Curtis: I'm pretty average. I don't feel like i differentiate too much from the other public land bowhunters out there. We all have to deal with the same obstacles. If I had to choose, I would have to say I have a pretty fiery drive inside of me. My obsession with bowhunting is off the charts and often unhealthy at times. Failure drives me. Success drives me. My infatuation with whitetails gets stronger every year and it scares even myself. If I have any amount of free time you can bet I will be in the woods doing something. I am not a real sociable person honestly. There is something about being out in the elements alone hunting or scouting that I just love. My life is literally revolved around whitetails and it get sickening to some I'm sure, but not to me.
Q: How do you handle failure?
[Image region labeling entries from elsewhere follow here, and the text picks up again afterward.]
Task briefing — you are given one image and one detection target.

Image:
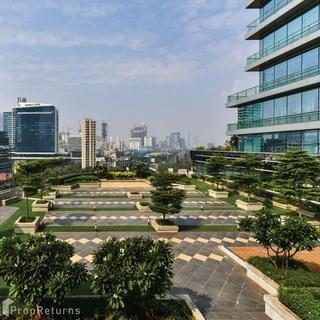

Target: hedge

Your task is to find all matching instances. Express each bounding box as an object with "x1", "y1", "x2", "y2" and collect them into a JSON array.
[{"x1": 279, "y1": 288, "x2": 320, "y2": 320}]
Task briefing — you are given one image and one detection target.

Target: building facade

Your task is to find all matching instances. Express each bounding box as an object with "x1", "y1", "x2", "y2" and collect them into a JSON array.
[
  {"x1": 13, "y1": 102, "x2": 59, "y2": 154},
  {"x1": 227, "y1": 0, "x2": 320, "y2": 155},
  {"x1": 81, "y1": 118, "x2": 96, "y2": 168}
]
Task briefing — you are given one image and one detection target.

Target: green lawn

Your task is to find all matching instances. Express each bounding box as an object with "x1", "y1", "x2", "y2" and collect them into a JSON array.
[{"x1": 0, "y1": 200, "x2": 45, "y2": 236}]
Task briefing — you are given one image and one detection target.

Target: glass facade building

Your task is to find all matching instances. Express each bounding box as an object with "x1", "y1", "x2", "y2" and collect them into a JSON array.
[
  {"x1": 227, "y1": 0, "x2": 320, "y2": 154},
  {"x1": 13, "y1": 103, "x2": 59, "y2": 153}
]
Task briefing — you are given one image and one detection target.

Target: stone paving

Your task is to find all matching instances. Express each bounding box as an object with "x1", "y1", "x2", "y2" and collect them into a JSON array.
[
  {"x1": 44, "y1": 208, "x2": 251, "y2": 226},
  {"x1": 57, "y1": 232, "x2": 268, "y2": 320}
]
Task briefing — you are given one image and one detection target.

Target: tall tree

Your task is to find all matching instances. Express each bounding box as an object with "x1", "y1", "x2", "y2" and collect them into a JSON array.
[
  {"x1": 270, "y1": 149, "x2": 320, "y2": 212},
  {"x1": 232, "y1": 154, "x2": 261, "y2": 201},
  {"x1": 150, "y1": 174, "x2": 185, "y2": 222},
  {"x1": 0, "y1": 234, "x2": 87, "y2": 319},
  {"x1": 206, "y1": 156, "x2": 227, "y2": 190}
]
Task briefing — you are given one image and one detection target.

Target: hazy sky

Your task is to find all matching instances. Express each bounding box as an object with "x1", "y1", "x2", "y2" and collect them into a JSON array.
[{"x1": 0, "y1": 0, "x2": 258, "y2": 144}]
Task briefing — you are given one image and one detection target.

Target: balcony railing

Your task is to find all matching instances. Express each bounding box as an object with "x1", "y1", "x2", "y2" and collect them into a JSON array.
[
  {"x1": 247, "y1": 21, "x2": 320, "y2": 66},
  {"x1": 228, "y1": 66, "x2": 320, "y2": 103},
  {"x1": 247, "y1": 0, "x2": 293, "y2": 32},
  {"x1": 228, "y1": 111, "x2": 320, "y2": 133}
]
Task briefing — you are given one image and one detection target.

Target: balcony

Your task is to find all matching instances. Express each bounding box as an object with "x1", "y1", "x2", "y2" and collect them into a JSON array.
[
  {"x1": 227, "y1": 66, "x2": 320, "y2": 104},
  {"x1": 247, "y1": 21, "x2": 320, "y2": 69},
  {"x1": 227, "y1": 111, "x2": 320, "y2": 134},
  {"x1": 247, "y1": 0, "x2": 293, "y2": 32}
]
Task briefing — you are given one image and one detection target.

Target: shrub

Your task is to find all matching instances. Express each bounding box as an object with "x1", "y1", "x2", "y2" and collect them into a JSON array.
[{"x1": 279, "y1": 288, "x2": 320, "y2": 320}]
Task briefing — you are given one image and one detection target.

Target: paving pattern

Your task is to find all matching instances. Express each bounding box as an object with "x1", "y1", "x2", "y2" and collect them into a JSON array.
[
  {"x1": 57, "y1": 232, "x2": 269, "y2": 320},
  {"x1": 44, "y1": 208, "x2": 251, "y2": 226}
]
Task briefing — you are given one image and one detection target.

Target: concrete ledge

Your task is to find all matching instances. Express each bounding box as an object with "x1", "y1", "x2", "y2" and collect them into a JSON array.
[
  {"x1": 126, "y1": 192, "x2": 142, "y2": 201},
  {"x1": 208, "y1": 190, "x2": 229, "y2": 199},
  {"x1": 235, "y1": 199, "x2": 263, "y2": 211},
  {"x1": 263, "y1": 294, "x2": 301, "y2": 320},
  {"x1": 150, "y1": 219, "x2": 179, "y2": 233},
  {"x1": 13, "y1": 217, "x2": 41, "y2": 234},
  {"x1": 172, "y1": 183, "x2": 197, "y2": 191},
  {"x1": 219, "y1": 245, "x2": 279, "y2": 295}
]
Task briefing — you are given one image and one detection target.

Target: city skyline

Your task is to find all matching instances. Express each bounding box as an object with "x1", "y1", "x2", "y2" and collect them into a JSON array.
[{"x1": 0, "y1": 0, "x2": 256, "y2": 145}]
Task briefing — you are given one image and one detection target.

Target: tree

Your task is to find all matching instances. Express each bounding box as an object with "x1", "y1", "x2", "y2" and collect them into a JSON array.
[
  {"x1": 92, "y1": 237, "x2": 174, "y2": 319},
  {"x1": 239, "y1": 208, "x2": 320, "y2": 270},
  {"x1": 0, "y1": 234, "x2": 87, "y2": 319},
  {"x1": 270, "y1": 149, "x2": 320, "y2": 214},
  {"x1": 133, "y1": 161, "x2": 151, "y2": 179},
  {"x1": 232, "y1": 154, "x2": 261, "y2": 201},
  {"x1": 150, "y1": 174, "x2": 185, "y2": 223},
  {"x1": 206, "y1": 156, "x2": 227, "y2": 190}
]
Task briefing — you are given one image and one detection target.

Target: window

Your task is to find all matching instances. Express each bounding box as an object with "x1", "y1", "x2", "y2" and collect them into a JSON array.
[
  {"x1": 288, "y1": 93, "x2": 301, "y2": 115},
  {"x1": 302, "y1": 89, "x2": 319, "y2": 113},
  {"x1": 263, "y1": 100, "x2": 274, "y2": 119},
  {"x1": 274, "y1": 97, "x2": 287, "y2": 118}
]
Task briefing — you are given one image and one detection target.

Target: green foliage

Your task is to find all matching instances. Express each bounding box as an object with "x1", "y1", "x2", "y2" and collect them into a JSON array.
[
  {"x1": 232, "y1": 154, "x2": 261, "y2": 201},
  {"x1": 239, "y1": 208, "x2": 320, "y2": 269},
  {"x1": 0, "y1": 234, "x2": 87, "y2": 307},
  {"x1": 248, "y1": 257, "x2": 320, "y2": 287},
  {"x1": 92, "y1": 237, "x2": 174, "y2": 312},
  {"x1": 270, "y1": 149, "x2": 320, "y2": 207},
  {"x1": 279, "y1": 288, "x2": 320, "y2": 320},
  {"x1": 206, "y1": 156, "x2": 228, "y2": 190}
]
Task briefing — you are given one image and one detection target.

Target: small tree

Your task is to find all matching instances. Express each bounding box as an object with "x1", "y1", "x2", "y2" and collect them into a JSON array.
[
  {"x1": 92, "y1": 237, "x2": 174, "y2": 319},
  {"x1": 150, "y1": 174, "x2": 185, "y2": 223},
  {"x1": 270, "y1": 149, "x2": 320, "y2": 214},
  {"x1": 232, "y1": 155, "x2": 261, "y2": 201},
  {"x1": 239, "y1": 208, "x2": 320, "y2": 270},
  {"x1": 206, "y1": 156, "x2": 227, "y2": 190},
  {"x1": 0, "y1": 234, "x2": 87, "y2": 319}
]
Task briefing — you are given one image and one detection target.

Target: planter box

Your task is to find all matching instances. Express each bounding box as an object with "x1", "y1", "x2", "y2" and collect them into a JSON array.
[
  {"x1": 172, "y1": 183, "x2": 197, "y2": 191},
  {"x1": 136, "y1": 201, "x2": 151, "y2": 212},
  {"x1": 263, "y1": 294, "x2": 301, "y2": 320},
  {"x1": 236, "y1": 200, "x2": 263, "y2": 211},
  {"x1": 13, "y1": 217, "x2": 41, "y2": 234},
  {"x1": 127, "y1": 192, "x2": 142, "y2": 201},
  {"x1": 150, "y1": 219, "x2": 179, "y2": 233},
  {"x1": 31, "y1": 200, "x2": 52, "y2": 212},
  {"x1": 208, "y1": 190, "x2": 229, "y2": 199}
]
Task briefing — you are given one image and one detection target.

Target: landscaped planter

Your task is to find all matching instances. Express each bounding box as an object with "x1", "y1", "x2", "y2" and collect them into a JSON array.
[
  {"x1": 172, "y1": 183, "x2": 197, "y2": 191},
  {"x1": 31, "y1": 200, "x2": 52, "y2": 212},
  {"x1": 13, "y1": 217, "x2": 41, "y2": 234},
  {"x1": 208, "y1": 190, "x2": 229, "y2": 199},
  {"x1": 235, "y1": 199, "x2": 263, "y2": 211},
  {"x1": 263, "y1": 294, "x2": 301, "y2": 320},
  {"x1": 127, "y1": 192, "x2": 142, "y2": 201},
  {"x1": 150, "y1": 219, "x2": 179, "y2": 233},
  {"x1": 136, "y1": 201, "x2": 151, "y2": 212}
]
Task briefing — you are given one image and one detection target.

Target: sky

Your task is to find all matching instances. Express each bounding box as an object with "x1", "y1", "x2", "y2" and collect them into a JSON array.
[{"x1": 0, "y1": 0, "x2": 258, "y2": 145}]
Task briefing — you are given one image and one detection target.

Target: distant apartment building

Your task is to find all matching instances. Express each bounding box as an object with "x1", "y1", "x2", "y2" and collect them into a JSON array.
[
  {"x1": 3, "y1": 97, "x2": 59, "y2": 154},
  {"x1": 143, "y1": 137, "x2": 157, "y2": 150},
  {"x1": 81, "y1": 118, "x2": 96, "y2": 168},
  {"x1": 227, "y1": 0, "x2": 320, "y2": 154}
]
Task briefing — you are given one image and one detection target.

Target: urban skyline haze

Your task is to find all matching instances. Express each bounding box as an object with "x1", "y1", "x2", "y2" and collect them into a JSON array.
[{"x1": 0, "y1": 0, "x2": 257, "y2": 144}]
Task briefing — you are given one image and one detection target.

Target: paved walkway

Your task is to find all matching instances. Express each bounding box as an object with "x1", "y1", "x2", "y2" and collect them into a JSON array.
[
  {"x1": 57, "y1": 232, "x2": 268, "y2": 320},
  {"x1": 44, "y1": 208, "x2": 249, "y2": 226}
]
It’s inevitable, especially hunting public land, but I think some people might struggle with the fact of working so hard, only to have a mature buck slip through their fingers. How do you get back after it after a mishap?
Curtis: When I was younger I would really struggle with controlling my emotions and my anger. This would often times drive me into a negative space that would be very hard for me to pull myself out of. It is nothing but a downhill spiral once you start thinking negatively. It's something I'm still working on and I struggle with it from time to time. One thing that helps me get over this is looking at the bigger picture. I am bowhunting. There are people who are sick, can't walk, overseas, etc. There's much bigger problems in life than getting busted by a whitetail or having swirling wind. That usually puts me back in the positive mindset.
Q: How do you set your expectations? This is yet another thing I feel as though some people struggle with. Hunting public land is quite different than hunting a managed property, and those expectations can dictate someone’s mentality when it comes to deer hunting. How do you go about doing this?
Curtis: I think too many people care too much what others think of them. I could care less. I have all sorts of goals and they are my own goals. Everyone should have their own goals and think for themselves. The world would be a better place.
Q: What do you consider a successful season? Is a successful season only at the end of blood trail, or are there others ways for you to have a successful season?
Curtis: Every year is a success in my eyes as long as I'm continuing to learn and experience new things. Yes, punching a tag on a large antlered animal always helps the matter and is no doubt a huge success. But I feel like my most successful years come from a previous year of being "unsuccessful". It forces me to up my game.
Q: If a random person asked you one piece of advice for hunting mature bucks on public land, what would you say?
Curtis: One huge thing I think is people forget about the most important time of year. SPRING. If you are fishing, boating, turkey hunting, etc you aren't scouting. Scouting is key. A lot of people put hunting on the back burner after the rut and completely forget about the most crucial time of year.
There is nothing set in stone. There are no secrets. There is no one item on the market that is going to kill deer for you. Keeping an open mind, a positive mindset and replacing your excuses with solutions is what will bring you to a successful hunting season.